The Mix task mix hex.outdated displays a list of available package updates. Remember to also check other sources of 3rd party dependencies for updates, such as NPM or the OS package manager.

Having said that, upgrading dependencies should not be done without verifying that the changes are legitimate and unlikely to introduce new security vulnerabilities or even backdoors (see Insufficient due-diligence when adding 3rd party components).

Retired dependencies

Package owners can mark a Hex package version as retired, to discourage the use of those particular versions. Existing users should consider upgrading to a newer version or, if the package itself is discontinued, switching to another package.

A package version may be retired for a number of reasons, it does not necessarily mean the version has a security vulnerability, and conversely, a known vulnerability does not necessarily mean that the version will be retired. Nevertheless, it is good practice to periodically check whether a project relies on retired package versions using the mix hex.audit task, and to investigate the reason and available mitigations.
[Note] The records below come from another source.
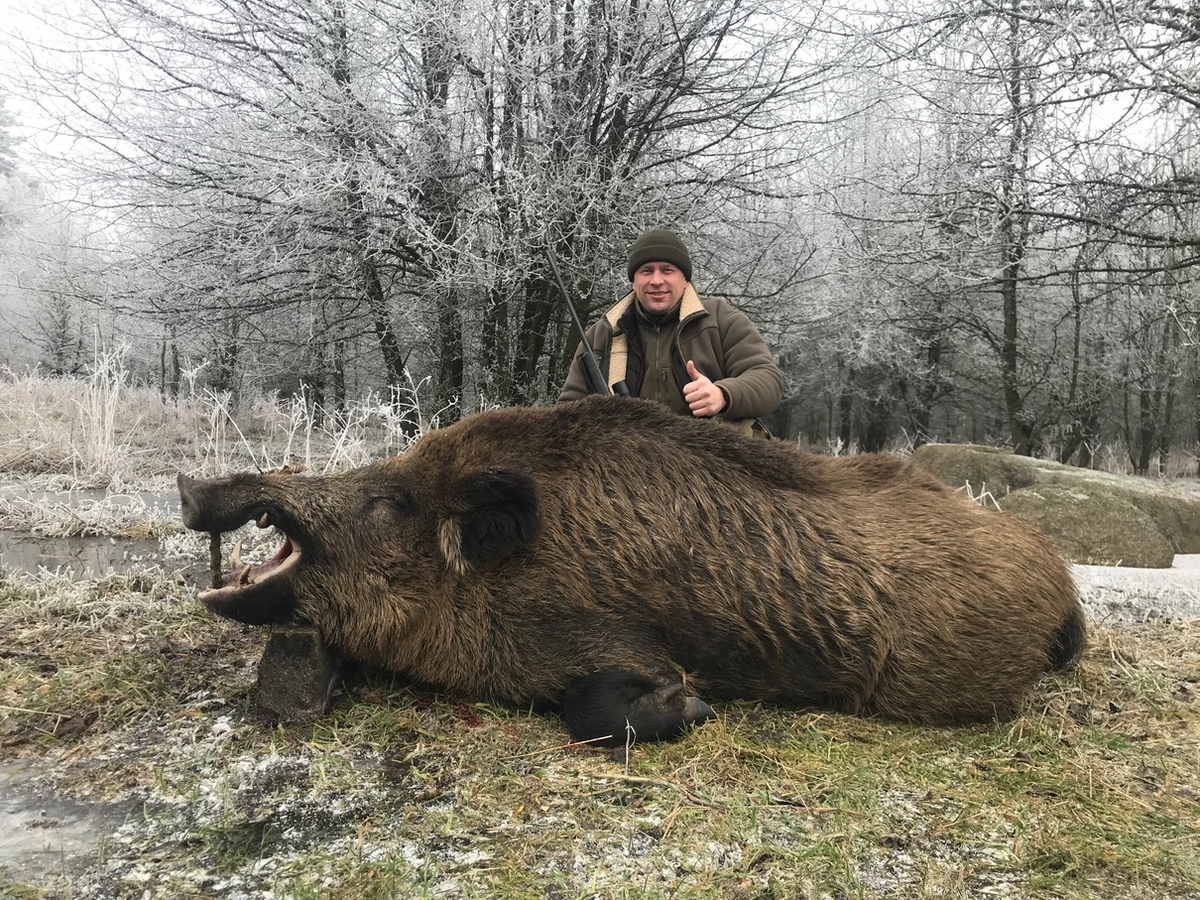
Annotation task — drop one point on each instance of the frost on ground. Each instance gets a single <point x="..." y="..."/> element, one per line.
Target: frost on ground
<point x="133" y="766"/>
<point x="1117" y="594"/>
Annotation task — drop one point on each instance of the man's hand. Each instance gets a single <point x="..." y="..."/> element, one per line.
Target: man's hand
<point x="702" y="396"/>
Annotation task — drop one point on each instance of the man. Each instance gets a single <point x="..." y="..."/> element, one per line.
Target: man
<point x="697" y="355"/>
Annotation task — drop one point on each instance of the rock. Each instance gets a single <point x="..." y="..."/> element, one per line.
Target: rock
<point x="297" y="675"/>
<point x="1092" y="528"/>
<point x="1096" y="517"/>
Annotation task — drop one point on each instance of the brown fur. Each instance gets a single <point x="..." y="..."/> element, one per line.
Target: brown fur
<point x="520" y="550"/>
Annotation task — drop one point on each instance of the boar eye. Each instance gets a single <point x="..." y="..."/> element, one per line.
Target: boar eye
<point x="400" y="502"/>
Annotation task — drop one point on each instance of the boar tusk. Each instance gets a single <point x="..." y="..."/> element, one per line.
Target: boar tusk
<point x="215" y="558"/>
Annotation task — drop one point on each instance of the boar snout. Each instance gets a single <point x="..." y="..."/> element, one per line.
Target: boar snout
<point x="220" y="504"/>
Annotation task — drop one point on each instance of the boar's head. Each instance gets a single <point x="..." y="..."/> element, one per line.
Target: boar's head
<point x="370" y="535"/>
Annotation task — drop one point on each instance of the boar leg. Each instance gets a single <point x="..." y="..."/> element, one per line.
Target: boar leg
<point x="617" y="707"/>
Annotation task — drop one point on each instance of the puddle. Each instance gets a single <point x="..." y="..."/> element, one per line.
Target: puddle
<point x="82" y="557"/>
<point x="43" y="835"/>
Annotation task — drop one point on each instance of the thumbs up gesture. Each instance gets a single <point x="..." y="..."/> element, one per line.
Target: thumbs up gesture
<point x="702" y="396"/>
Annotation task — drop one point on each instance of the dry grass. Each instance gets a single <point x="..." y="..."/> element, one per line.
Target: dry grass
<point x="124" y="689"/>
<point x="123" y="694"/>
<point x="60" y="433"/>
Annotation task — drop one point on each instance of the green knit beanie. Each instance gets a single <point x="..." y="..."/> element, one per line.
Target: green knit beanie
<point x="659" y="245"/>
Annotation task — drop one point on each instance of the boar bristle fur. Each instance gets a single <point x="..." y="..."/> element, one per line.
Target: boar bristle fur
<point x="586" y="555"/>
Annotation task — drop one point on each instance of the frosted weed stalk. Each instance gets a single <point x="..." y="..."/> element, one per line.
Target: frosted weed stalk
<point x="99" y="454"/>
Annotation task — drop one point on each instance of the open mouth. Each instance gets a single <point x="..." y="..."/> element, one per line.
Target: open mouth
<point x="245" y="576"/>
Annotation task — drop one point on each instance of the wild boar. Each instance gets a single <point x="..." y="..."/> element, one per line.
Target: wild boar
<point x="587" y="555"/>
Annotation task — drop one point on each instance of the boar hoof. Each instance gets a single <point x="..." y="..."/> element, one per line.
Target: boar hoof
<point x="616" y="707"/>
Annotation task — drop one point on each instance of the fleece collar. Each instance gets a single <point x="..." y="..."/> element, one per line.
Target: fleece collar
<point x="618" y="353"/>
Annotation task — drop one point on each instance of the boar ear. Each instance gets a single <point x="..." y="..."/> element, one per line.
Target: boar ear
<point x="491" y="514"/>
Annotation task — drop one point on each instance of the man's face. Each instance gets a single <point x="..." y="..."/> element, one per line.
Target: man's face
<point x="659" y="287"/>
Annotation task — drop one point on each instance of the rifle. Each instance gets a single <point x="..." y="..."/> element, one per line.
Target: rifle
<point x="588" y="360"/>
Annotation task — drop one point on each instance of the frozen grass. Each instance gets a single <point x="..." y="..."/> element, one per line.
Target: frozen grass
<point x="123" y="693"/>
<point x="101" y="432"/>
<point x="124" y="689"/>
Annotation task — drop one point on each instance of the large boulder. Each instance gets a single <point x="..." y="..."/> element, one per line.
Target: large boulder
<point x="1096" y="517"/>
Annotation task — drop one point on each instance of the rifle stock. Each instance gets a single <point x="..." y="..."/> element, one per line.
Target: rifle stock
<point x="588" y="360"/>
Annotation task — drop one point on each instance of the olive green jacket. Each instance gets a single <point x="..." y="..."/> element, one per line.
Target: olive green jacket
<point x="717" y="336"/>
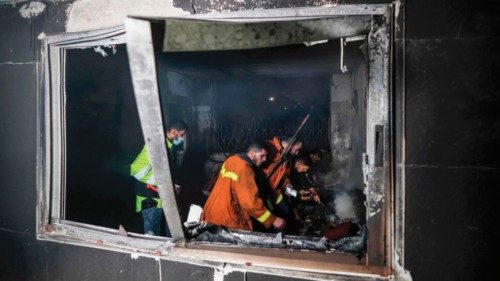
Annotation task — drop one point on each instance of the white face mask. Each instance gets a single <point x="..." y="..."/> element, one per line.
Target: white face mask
<point x="178" y="141"/>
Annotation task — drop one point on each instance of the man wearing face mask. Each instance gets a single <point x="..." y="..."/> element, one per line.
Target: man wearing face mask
<point x="148" y="201"/>
<point x="234" y="200"/>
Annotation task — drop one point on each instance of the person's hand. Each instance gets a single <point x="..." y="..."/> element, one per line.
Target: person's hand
<point x="279" y="223"/>
<point x="315" y="195"/>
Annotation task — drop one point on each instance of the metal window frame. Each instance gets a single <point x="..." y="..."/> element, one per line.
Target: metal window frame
<point x="51" y="150"/>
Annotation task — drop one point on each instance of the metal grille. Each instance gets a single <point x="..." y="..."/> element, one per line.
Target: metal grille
<point x="232" y="137"/>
Dependencies with known vulnerabilities

While Hex provides built-in tooling for handling outdated or retired packages, it does not provide information on known vulnerabilities in Hex packages. There are a number of free and commercial tools to check whether a project has a known vulnerable dependency.

The free Mix task mix deps.audit checks a project’s dependencies against the known vulnerabilities in the Elixir Security Advisories repository. Another approach would be to generate a Software Bill-of-Materials (SBoM) for the project, and ingest the SBoM in a tool that can cross-reference the list against vulnerability databases (see Insufficient visibility into 3rd party components).
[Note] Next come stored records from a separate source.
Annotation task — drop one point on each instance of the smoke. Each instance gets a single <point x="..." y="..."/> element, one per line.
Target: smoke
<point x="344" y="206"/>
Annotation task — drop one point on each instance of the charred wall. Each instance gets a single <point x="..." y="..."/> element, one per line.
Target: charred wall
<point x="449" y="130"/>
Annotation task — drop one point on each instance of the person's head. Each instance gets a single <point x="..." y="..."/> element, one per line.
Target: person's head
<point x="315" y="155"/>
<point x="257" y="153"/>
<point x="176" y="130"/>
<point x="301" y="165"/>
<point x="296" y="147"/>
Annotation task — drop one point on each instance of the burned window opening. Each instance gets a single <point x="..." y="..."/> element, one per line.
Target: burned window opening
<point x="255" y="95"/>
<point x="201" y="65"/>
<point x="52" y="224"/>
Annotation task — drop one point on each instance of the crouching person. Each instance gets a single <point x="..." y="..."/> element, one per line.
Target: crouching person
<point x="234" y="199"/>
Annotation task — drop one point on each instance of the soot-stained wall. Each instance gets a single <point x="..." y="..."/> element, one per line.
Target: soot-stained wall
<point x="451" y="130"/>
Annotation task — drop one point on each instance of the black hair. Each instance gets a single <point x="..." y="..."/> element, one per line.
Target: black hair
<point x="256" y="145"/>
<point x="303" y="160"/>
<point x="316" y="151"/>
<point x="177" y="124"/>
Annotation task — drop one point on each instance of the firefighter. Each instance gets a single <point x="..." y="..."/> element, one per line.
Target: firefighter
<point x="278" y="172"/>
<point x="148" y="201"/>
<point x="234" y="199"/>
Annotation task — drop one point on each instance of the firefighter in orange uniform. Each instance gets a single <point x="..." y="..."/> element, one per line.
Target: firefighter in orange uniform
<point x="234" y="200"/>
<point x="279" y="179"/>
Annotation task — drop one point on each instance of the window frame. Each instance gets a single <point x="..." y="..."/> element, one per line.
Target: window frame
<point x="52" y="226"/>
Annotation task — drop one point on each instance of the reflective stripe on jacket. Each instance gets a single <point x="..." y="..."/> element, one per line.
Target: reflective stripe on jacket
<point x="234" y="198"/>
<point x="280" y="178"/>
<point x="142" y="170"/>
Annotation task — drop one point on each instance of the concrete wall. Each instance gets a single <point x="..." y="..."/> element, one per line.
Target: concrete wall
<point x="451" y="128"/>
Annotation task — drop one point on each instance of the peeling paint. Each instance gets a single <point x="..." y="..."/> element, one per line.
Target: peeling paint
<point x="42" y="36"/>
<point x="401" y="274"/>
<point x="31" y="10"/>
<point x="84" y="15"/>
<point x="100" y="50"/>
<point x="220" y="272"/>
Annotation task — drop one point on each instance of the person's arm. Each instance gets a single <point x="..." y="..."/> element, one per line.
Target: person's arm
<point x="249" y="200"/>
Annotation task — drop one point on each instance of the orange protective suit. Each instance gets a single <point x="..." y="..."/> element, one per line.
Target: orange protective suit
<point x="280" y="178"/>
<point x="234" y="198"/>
Some commercial offerings with Elixir support (in no particular order):

Insufficient due-diligence when adding 3rd party components

Introducing new 3rd party dependencies, or updating them, is always a liability: code that was written by potentially untrusted or unknown parties becomes part of a project. This 3rd party code not only affects the way the application behaves at runtime, but may also execute code on the developer’s local machine or build servers. Such code could potentially disable security features of the application, introduce backdoors, steal information from the application or the development environments, etc.

Whenever dependencies are introduced or updated, review the code being introduced to make sure it is not malicious and does not negatively affect security (or quality, performance, stability) of the application. Reviewing the release notes is a good start, but it is not enough: a malicious package maintainer is unlikely to document their backdoors there.

The mix hex.diff tool shows the exact changes in the Hex package archive, in a friendly format. It may seem a daunting task to review large diffs, but presumably it is much less work than implementing the functionality of the updated package yourself. If it is not, ask yourself if you are not better off dropping the dependency rather than upgrading it.

Insufficient visibility into 3rd party components

Software supply chain management is about more than just security vulnerabilities. Application developers should have full visibility into the 3rd party components used in their projects for a number of reasons:

Common open standard SBoM formats are CycloneDX and SPDX. Tools exist to produce SBoMs in these formats for many languages, including Elixir and Erlang.

Once produced, the SBoM can be ingested into a variety of tools, such as OWASP Dependency-Track. Ideally, SBoM generation and ingestion happens automatically as part of the project’s CI/CD pipeline.